Hübscher: Vor diesem Spiel haben wir uns mit dem Trainerteam Videoclips von der Atmosphäre angeschaut. Wir haben die Mannschaft auch in einer Teambesprechung darauf vorbereitet und mit Lautsprechern versucht, die Stimmung zu simulieren. Eine vergleichbare Atmosphäre gibt es in Deutschland nicht. Vor dem Anstoß zählen die Fans runter und legen pünktlich zum Anpfiff richtig los. Unser Torwarttrainer Holger Gehrke hat uns zudem im Vorfeld gewarnt: "Ihr werdet Gänsehaut bekommen, wenn 50.000 Türken aus voller Kehle anfangen, ein Lied zu singen. Da bebt das ganze Stadion." Ganz glauben wollte ich es ihm nicht, bis dann die ganze Trainerbank wackelte, als ich es selbst erleben durfte. Das war wirklich beeindruckend.

Welcher Spieler hat Sie am meisten beeindruckt?

Hübscher: Von meinen eigenen Spielern Joel Matip, der es auf Schalke nicht unbedingt leicht hatte.

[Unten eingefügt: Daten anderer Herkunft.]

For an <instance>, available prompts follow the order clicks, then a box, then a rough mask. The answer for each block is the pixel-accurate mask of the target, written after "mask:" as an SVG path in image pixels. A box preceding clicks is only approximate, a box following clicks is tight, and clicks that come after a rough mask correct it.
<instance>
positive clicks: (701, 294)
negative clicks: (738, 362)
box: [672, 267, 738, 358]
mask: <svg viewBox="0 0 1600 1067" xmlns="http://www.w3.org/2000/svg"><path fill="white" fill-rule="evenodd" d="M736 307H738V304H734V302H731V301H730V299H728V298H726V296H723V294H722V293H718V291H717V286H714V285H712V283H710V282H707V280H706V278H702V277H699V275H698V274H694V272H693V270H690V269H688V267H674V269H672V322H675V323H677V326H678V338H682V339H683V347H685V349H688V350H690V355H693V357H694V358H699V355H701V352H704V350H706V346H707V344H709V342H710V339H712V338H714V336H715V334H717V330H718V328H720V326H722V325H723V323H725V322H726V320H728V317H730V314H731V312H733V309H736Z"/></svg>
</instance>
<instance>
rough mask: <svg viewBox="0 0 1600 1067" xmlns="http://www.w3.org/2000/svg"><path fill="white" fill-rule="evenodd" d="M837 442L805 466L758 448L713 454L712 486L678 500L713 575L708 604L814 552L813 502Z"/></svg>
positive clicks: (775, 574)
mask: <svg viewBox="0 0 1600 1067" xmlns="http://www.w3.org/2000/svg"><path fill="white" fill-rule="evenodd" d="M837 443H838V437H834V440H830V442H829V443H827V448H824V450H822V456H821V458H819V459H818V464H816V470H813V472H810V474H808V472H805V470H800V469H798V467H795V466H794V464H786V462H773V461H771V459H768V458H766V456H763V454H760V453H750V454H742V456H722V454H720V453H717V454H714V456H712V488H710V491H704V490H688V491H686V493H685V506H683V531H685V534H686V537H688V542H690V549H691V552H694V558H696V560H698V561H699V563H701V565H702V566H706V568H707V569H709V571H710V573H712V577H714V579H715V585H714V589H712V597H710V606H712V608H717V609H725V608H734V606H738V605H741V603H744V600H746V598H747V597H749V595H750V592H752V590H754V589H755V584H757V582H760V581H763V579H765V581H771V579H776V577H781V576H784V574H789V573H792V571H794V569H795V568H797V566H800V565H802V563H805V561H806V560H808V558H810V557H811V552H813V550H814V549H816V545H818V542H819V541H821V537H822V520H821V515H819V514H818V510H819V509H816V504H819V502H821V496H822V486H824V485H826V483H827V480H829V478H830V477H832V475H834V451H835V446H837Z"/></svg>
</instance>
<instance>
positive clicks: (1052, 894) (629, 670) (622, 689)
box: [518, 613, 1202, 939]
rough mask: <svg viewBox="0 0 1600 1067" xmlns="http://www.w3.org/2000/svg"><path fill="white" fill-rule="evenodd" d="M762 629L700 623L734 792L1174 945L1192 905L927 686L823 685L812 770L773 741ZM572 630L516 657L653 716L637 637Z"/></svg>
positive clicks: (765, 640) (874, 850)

Seine Leistungen wurden nicht immer wertgeschätzt, obwohl es wenige Spieler gibt, die mit und ohne Ball mutiger spielen. Spätestens seit dem Champions-League-Sieg dürfte jedem klar sein, welche Qualität er hat.

Und von externen Spielern?

Hübscher: Cristiano Ronaldo. Als wir in Madrid gespielt haben, hatten die Nationalspieler untereinander Kontakt. Toni Kroos kam dann zu uns in die Kabine und unsere Jungs fragten ihn nach Ronaldo. Kroos bestätigte alles, was man über die Medien aufschnappt, beispielsweise dass Ronaldo sich immer als erster am Trainingsgelände einfinde und der Letzte sei, der geht. Außerdem erzählte Kroos davon, wie ihm der Portugiese gleich nach seinem Wechsel zu Real seine Hilfe in allen Lebensbereichen anbot. Aus dem Mund einer seiner Mitspieler imponiert das einem schon noch deutlich mehr.